I told Jon what happened last night when he came over after work.  He didn't say much at first...he just watched me as I was talking and shook his head.  I saw tears in his eyes and he started asking me questions... Why did you think to do that?  I told him, I don't know... I've wanted to do that for awhile and when I looked in my rearview mirror at the car behind me, I saw the woman behind the wheel lay her head down on the steering wheel.  She kept wiping her eyes, too.  I don't know if it was just instinct or common human nature, but something tells me it was a whisper from God.  God is very much present and living on Earth.  We might not see him physically, but we see him everywhere, if we really open our eyes and look around.  Just look at the way the flowers bloom in Spring, or how the seasons change and the days get longer, so that as children, we are able to play outside longer in the summer.  Just look at the way people find it in their hearts to adopt a dog that needs a home from the pound.  Just look at the way God put you in the right place at the right time so that you'd meet the person that would one day become your husband or your wife.  Just look at the way you prayed for a girl with necrotizing fasciitis who wasn't supposed to live, and she lived and she got to keep her leg, too.  Sometimes it is so hard to see God, but He is there, and listening to a whisper might just save someone's life.  I believe that  people are put on Earth to take care of each other.  "We Belong To Each Other."-G.M*.

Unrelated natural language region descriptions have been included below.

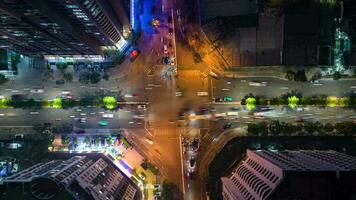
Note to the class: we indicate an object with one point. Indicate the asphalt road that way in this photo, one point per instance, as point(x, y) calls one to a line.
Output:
point(239, 87)
point(125, 118)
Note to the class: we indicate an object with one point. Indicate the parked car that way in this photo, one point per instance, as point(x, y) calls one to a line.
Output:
point(60, 82)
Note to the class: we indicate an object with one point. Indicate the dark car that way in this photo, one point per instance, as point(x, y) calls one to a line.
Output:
point(80, 131)
point(226, 126)
point(60, 82)
point(134, 54)
point(166, 60)
point(195, 144)
point(192, 162)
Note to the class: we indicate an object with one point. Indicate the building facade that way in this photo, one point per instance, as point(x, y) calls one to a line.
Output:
point(262, 173)
point(57, 27)
point(82, 177)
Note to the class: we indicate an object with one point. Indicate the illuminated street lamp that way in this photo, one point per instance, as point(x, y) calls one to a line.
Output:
point(155, 22)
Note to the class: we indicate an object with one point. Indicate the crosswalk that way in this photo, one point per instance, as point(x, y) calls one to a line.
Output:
point(175, 131)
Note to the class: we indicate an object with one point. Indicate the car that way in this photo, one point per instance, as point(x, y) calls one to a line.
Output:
point(227, 99)
point(103, 123)
point(165, 49)
point(156, 186)
point(195, 144)
point(179, 94)
point(202, 110)
point(190, 175)
point(192, 162)
point(134, 54)
point(212, 74)
point(202, 94)
point(219, 99)
point(18, 97)
point(19, 136)
point(226, 126)
point(234, 108)
point(232, 113)
point(257, 83)
point(36, 90)
point(79, 131)
point(143, 106)
point(142, 176)
point(108, 115)
point(166, 60)
point(149, 141)
point(60, 82)
point(172, 61)
point(65, 92)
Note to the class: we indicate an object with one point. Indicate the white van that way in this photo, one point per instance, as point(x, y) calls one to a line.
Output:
point(165, 49)
point(202, 94)
point(108, 115)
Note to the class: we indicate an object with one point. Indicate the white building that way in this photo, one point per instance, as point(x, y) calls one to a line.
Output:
point(80, 176)
point(263, 172)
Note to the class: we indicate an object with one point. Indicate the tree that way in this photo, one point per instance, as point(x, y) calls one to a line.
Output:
point(300, 76)
point(68, 77)
point(336, 76)
point(84, 77)
point(345, 128)
point(106, 76)
point(87, 140)
point(66, 140)
point(275, 127)
point(328, 127)
point(75, 140)
point(293, 101)
point(167, 190)
point(97, 141)
point(3, 79)
point(251, 103)
point(317, 75)
point(309, 127)
point(253, 129)
point(64, 128)
point(290, 75)
point(62, 66)
point(110, 102)
point(109, 141)
point(263, 129)
point(94, 77)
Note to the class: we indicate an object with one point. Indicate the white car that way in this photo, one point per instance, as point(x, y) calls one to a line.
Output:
point(179, 94)
point(257, 83)
point(36, 91)
point(65, 92)
point(165, 49)
point(108, 115)
point(149, 141)
point(202, 94)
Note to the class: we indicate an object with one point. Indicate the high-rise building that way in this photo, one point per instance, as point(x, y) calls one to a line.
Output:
point(291, 175)
point(63, 27)
point(80, 176)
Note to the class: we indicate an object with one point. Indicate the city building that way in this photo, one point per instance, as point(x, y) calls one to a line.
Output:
point(70, 27)
point(81, 177)
point(309, 174)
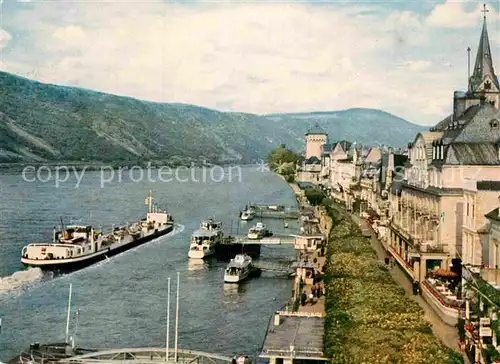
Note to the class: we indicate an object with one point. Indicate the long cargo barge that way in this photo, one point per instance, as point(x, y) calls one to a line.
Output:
point(75, 247)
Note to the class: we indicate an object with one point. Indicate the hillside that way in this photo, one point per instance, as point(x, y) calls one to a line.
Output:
point(364, 126)
point(47, 122)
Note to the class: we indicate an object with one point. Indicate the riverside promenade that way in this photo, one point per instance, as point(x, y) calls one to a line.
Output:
point(447, 334)
point(325, 225)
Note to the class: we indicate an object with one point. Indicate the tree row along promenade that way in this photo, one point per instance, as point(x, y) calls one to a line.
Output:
point(369, 319)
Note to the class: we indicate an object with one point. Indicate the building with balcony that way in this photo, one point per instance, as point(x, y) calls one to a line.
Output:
point(311, 169)
point(451, 181)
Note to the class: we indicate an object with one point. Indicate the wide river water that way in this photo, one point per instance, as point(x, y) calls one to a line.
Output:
point(122, 302)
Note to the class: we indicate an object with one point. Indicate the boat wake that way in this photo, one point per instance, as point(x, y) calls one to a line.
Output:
point(20, 280)
point(178, 228)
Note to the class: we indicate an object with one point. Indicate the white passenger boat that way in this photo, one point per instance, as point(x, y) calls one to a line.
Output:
point(238, 269)
point(78, 246)
point(205, 239)
point(259, 231)
point(247, 215)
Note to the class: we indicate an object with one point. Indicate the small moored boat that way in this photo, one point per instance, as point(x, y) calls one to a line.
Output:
point(259, 231)
point(247, 215)
point(205, 239)
point(238, 269)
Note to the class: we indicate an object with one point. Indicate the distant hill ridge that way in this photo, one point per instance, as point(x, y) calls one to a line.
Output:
point(44, 122)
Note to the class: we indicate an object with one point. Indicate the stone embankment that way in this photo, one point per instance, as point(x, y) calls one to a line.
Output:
point(369, 319)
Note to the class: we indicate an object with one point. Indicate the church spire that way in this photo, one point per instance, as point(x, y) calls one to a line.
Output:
point(483, 77)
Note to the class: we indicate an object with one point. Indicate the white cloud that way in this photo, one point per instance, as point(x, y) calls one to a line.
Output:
point(67, 36)
point(453, 14)
point(5, 37)
point(249, 57)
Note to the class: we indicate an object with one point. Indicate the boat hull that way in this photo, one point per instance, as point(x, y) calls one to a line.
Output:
point(69, 265)
point(234, 278)
point(200, 254)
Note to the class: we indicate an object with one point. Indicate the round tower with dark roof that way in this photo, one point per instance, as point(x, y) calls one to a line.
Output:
point(315, 139)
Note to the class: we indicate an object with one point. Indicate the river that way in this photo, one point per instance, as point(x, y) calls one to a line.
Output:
point(122, 302)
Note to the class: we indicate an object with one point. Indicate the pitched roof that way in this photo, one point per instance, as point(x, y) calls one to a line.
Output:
point(483, 68)
point(472, 154)
point(316, 130)
point(312, 160)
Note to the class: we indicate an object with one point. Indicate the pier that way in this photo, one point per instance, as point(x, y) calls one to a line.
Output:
point(233, 245)
point(274, 211)
point(127, 355)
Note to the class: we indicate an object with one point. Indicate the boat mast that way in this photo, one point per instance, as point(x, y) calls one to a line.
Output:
point(167, 347)
point(150, 201)
point(69, 310)
point(177, 318)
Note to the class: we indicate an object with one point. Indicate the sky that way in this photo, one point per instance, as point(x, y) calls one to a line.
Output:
point(404, 57)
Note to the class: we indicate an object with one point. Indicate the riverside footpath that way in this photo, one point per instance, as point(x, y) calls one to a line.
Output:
point(369, 318)
point(447, 334)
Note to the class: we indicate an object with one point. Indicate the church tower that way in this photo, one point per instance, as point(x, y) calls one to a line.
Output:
point(315, 139)
point(484, 81)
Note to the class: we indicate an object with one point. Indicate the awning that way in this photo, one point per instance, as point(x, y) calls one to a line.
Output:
point(445, 273)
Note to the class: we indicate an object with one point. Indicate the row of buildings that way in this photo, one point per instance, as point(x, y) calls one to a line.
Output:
point(436, 203)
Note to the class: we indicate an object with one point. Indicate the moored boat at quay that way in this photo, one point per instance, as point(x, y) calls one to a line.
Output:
point(78, 246)
point(205, 239)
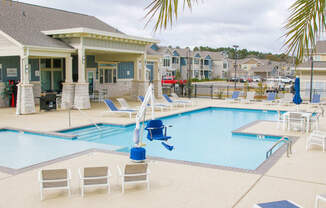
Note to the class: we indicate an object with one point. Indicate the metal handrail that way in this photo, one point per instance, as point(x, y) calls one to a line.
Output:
point(288, 147)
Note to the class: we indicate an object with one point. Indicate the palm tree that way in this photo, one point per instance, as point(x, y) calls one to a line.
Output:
point(165, 11)
point(306, 21)
point(304, 25)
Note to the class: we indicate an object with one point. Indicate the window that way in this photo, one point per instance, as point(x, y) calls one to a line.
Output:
point(316, 58)
point(175, 60)
point(101, 76)
point(0, 72)
point(57, 63)
point(46, 63)
point(110, 76)
point(166, 61)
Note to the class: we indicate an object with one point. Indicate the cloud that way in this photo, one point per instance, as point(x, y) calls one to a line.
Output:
point(252, 24)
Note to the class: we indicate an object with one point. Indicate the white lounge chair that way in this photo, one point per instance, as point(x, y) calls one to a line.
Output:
point(124, 104)
point(94, 177)
point(280, 119)
point(316, 138)
point(114, 109)
point(250, 98)
point(54, 179)
point(133, 174)
point(296, 122)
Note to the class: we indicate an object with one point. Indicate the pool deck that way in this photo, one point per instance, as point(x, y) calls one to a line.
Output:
point(298, 178)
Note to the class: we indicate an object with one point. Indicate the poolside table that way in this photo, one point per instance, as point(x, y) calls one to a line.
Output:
point(278, 204)
point(305, 115)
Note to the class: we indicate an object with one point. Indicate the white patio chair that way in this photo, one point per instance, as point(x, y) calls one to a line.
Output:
point(250, 98)
point(133, 174)
point(316, 138)
point(286, 99)
point(296, 122)
point(314, 122)
point(94, 177)
point(280, 119)
point(54, 179)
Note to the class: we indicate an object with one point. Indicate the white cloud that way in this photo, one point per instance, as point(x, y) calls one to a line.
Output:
point(252, 24)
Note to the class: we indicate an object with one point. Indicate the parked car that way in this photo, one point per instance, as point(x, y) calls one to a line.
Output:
point(172, 80)
point(256, 79)
point(286, 80)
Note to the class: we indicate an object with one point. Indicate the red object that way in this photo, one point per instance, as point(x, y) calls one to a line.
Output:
point(172, 80)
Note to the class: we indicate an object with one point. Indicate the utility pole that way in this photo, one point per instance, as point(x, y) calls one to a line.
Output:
point(188, 66)
point(235, 66)
point(311, 75)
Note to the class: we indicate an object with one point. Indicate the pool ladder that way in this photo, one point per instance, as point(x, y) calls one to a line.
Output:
point(288, 143)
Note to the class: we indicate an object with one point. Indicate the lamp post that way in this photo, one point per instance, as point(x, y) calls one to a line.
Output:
point(311, 75)
point(235, 66)
point(188, 73)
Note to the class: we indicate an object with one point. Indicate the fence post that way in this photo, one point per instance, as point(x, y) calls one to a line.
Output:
point(212, 91)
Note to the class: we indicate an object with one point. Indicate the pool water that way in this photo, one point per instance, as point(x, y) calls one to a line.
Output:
point(203, 136)
point(23, 149)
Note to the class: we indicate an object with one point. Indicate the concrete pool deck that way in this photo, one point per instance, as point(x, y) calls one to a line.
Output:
point(298, 178)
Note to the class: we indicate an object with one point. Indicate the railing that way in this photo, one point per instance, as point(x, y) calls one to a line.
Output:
point(288, 147)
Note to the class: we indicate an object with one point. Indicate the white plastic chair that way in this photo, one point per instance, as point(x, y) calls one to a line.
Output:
point(133, 174)
point(296, 122)
point(94, 177)
point(54, 179)
point(316, 138)
point(124, 104)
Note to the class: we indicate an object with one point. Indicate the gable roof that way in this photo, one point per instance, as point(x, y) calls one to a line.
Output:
point(24, 23)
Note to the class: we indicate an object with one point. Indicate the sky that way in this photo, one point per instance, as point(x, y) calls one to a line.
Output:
point(251, 24)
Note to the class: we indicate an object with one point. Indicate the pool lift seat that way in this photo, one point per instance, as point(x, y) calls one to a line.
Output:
point(157, 131)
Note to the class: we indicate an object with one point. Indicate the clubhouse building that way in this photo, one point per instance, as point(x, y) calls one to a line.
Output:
point(46, 50)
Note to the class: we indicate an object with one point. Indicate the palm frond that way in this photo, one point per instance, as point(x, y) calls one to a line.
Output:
point(305, 23)
point(164, 12)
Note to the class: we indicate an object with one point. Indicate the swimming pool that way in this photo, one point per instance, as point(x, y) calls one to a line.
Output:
point(22, 149)
point(203, 136)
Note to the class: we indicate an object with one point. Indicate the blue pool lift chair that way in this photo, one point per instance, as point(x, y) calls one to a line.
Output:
point(157, 131)
point(278, 204)
point(114, 109)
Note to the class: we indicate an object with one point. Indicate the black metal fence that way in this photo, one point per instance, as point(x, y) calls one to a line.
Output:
point(220, 91)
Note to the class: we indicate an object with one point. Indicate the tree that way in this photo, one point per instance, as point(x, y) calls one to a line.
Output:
point(305, 23)
point(165, 11)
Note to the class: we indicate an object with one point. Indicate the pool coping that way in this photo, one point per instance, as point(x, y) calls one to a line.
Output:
point(261, 169)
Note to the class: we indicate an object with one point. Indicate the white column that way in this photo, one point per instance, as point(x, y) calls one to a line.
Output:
point(25, 95)
point(81, 99)
point(81, 65)
point(68, 88)
point(68, 69)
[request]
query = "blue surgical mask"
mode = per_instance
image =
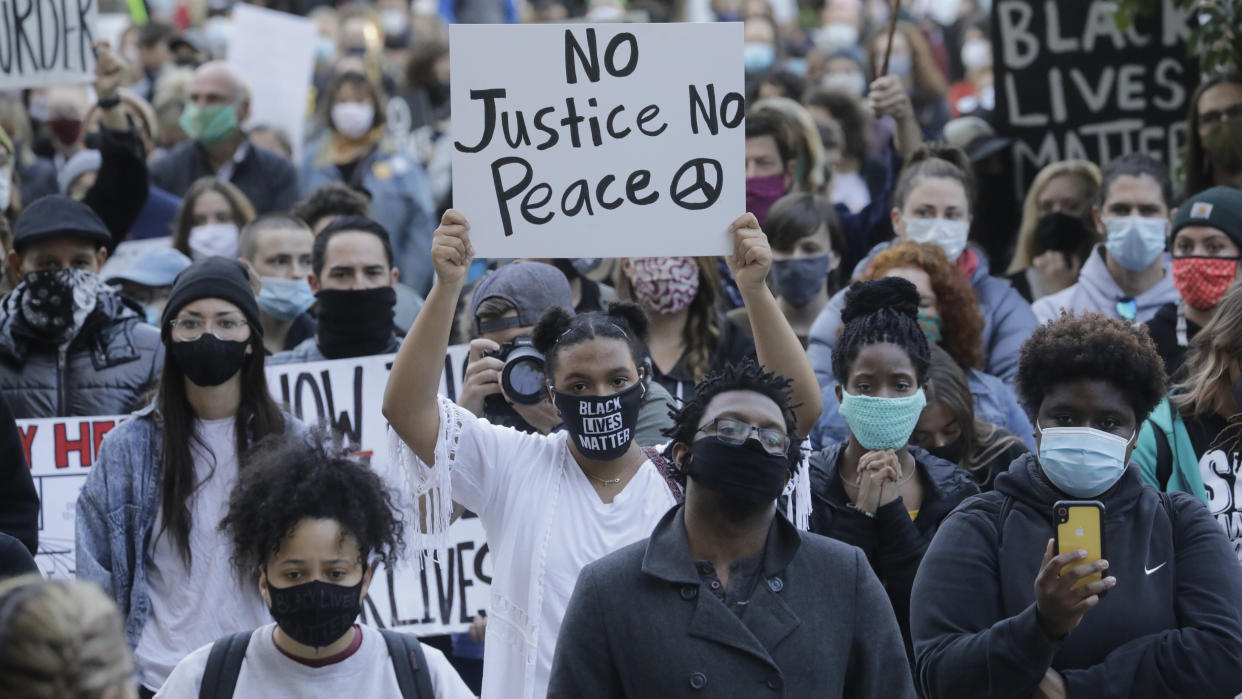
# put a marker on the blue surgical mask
(1135, 241)
(882, 423)
(283, 298)
(800, 278)
(1081, 461)
(758, 57)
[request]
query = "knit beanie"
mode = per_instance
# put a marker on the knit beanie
(213, 277)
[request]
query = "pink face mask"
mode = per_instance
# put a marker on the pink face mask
(665, 284)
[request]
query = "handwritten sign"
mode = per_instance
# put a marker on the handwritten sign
(599, 140)
(1071, 85)
(46, 42)
(439, 599)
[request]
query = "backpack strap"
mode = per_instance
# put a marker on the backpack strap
(668, 471)
(224, 666)
(409, 664)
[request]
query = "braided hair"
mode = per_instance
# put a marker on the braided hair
(622, 320)
(881, 311)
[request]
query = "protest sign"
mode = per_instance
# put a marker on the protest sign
(46, 42)
(1071, 85)
(276, 54)
(599, 140)
(437, 599)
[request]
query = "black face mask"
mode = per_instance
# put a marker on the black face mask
(355, 322)
(601, 426)
(950, 452)
(747, 477)
(316, 613)
(209, 360)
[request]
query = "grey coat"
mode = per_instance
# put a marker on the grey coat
(641, 625)
(114, 359)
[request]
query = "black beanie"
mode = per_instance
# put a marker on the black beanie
(213, 277)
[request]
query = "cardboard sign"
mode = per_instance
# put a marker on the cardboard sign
(1071, 85)
(276, 54)
(46, 42)
(439, 599)
(599, 140)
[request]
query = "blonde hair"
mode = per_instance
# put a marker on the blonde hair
(1024, 252)
(1207, 387)
(60, 638)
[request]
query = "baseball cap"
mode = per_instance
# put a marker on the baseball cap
(530, 287)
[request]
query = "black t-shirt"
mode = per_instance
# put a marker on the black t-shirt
(1163, 329)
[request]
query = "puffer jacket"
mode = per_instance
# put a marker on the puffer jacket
(104, 370)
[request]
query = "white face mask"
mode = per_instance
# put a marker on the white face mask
(214, 240)
(976, 54)
(949, 235)
(851, 83)
(353, 119)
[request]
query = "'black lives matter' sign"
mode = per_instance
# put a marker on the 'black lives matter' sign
(598, 140)
(1071, 85)
(46, 42)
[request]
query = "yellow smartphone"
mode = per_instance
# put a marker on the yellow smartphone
(1081, 525)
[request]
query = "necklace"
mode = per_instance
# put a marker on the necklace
(899, 482)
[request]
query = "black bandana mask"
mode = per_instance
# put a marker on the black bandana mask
(748, 477)
(316, 613)
(601, 426)
(55, 303)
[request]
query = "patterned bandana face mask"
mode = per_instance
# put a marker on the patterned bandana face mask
(55, 303)
(665, 284)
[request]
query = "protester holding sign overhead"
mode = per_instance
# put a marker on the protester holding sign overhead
(219, 104)
(147, 518)
(578, 494)
(1128, 276)
(68, 344)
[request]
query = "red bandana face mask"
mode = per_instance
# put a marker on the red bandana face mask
(1202, 281)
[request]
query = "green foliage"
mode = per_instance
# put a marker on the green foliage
(1215, 29)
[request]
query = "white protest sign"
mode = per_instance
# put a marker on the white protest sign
(46, 42)
(599, 140)
(432, 600)
(276, 54)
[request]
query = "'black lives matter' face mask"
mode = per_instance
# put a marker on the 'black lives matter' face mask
(601, 426)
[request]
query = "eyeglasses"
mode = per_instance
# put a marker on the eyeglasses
(737, 432)
(1217, 116)
(224, 327)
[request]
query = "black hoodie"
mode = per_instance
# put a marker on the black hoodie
(1171, 627)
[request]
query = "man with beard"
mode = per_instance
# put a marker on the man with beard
(727, 595)
(68, 344)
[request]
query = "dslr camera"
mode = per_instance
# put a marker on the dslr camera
(523, 374)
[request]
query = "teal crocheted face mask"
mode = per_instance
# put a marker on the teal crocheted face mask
(882, 423)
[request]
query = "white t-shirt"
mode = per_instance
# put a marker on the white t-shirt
(267, 673)
(210, 600)
(544, 522)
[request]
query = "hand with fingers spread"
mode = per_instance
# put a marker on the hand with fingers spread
(451, 251)
(482, 376)
(1058, 604)
(752, 255)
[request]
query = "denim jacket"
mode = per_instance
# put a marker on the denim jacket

Jon then asked me, "Why the happy meals?"  The woman's plan, yesterday, was to get happy meals for her children so that they'd be happy and occupied when she went upstairs to swallow the pills.  She also told me that she wanted the kids to remember that their mama bought them happy meals before she died.  She wanted them to know that she loved them.  I hurt in my heart when she told me this.  I knew this mama loved her babies.  She hurt so bad that she felt there was no other way.  I told her that I understood how it feels to be at the bottomest of bottoms.  I told her my story... about the hell....and about the heaven.  I told her that when I lost my hair, I spent a week crying on the bathroom floor.  I told her that Jon held me for hours and we cried together.  I told her that I lived.  I survived.  And I'm stronger now.  I told her that I had to go to my bridal shower in a walker.  And I won't be able to wear a bikini on my honeymoon, because my scars are everywhere.  And then I told her about all of you guys.  All of you guys who prayed for me and saved my life and my leg.  I told her that maybe God put me on medical leave from work so that I could help her out.  I told her I'll watch her babies anytime she needs a break.  I gave her my gift card to the spa and I'm going to watch her babies for her so she can go get pretty.  I gave her my phone number and made her promise she'd call me if she felt like taking those pills again.

I hope that eventually I'll get her to go get professional help.  Because even though "We Belong To Each Other" (G.M.*), sometimes we need bigger help than our friends can give us.

I am so thankful that I decided to get that McDonald's diet coke yesterday.